Gegenüber, unten, auf Parterre gibt es eine kleine Wohnung. Sie ist so ein typisches Refugium für frisch Getrennte oder gerade eben erst flügge gewordene junge Menschen. Lange bliebt bislang dort niemand, es sind nur zwei kleine Zimmerchen und es ist relativ laut. In all den Jahren, die ich mittlerweile hier wohne, ging es herein und heraus dort. Spätestens nach zwei oder höchstens drei Jahren stand sie wieder leer, für eine Weile. Keiner bleibt wirklich gerne allein und, wie gesagt, es ist halt laut dort.

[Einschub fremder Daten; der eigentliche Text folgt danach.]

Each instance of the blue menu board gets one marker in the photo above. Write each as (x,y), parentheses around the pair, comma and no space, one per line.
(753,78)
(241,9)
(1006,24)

Unfreiwillig kann ich das Geschehen dort gut einsehen, wenn ich dem Tabak auf dem Balkon fröne. Der letzte Mieter war ein nicht mehr ganz so junger Mann, Mirko hieß er. Das weiß ich, weil wir uns ein paar mal auf der nahen Nordbahntrasse getroffen haben und ich ihn irgendwann einfach angesprochen habe. Ein Radler, der sein Rad mit in die Wohnung nahm – ein Liebhaber alter Stahlräder. Ein Hund, der niemals an der Leine ging und sein kleiner Sohn, der wie damals der meine alle zwei Wochen an den Wochenenden bei ihm war. Ein leicht verrückter Kerl, der Mirko. Oft sah ich ihn durch seine Wohnung tanzen, die Musik bis hier oben hin zu hören. Seine Wohnung, keine Einrichtung aus dem Katalog, vieles selbst gebastelt, er konnte gut mit Holz umgehen. Später dann sah ich eine Frau an seiner Seite und freute mich für ihn. Allmählich war er immer seltener daheim, was mich nicht wirklich wunderte. Vieles erinnert mich an meine eigene Geschichte, auch mir ging es damals ähnlich.

Jetzt ist er fort und ich weiß nicht, wohin. Die Tage war Licht dort unten, und ich sah jemanden abbauen und aufräumen, aber es war nicht Mirko. Draußen stand ein Hänger, Tagelang im Regen mit seinen Sachen darauf, wohl für den Sperrmüll bestimmt. Was mich nachdenklich stimmt, was mag mit ihm wohl sein? Alles stehen und liegen gelassen und abgehauen, das kommt vor. Hoffentlich ist er noch unter uns, irgendwo …

Gerade wurde der Hänger abgeholt ..
Mirko, falls Du noch lebst – meine besten Wünsche für Dich.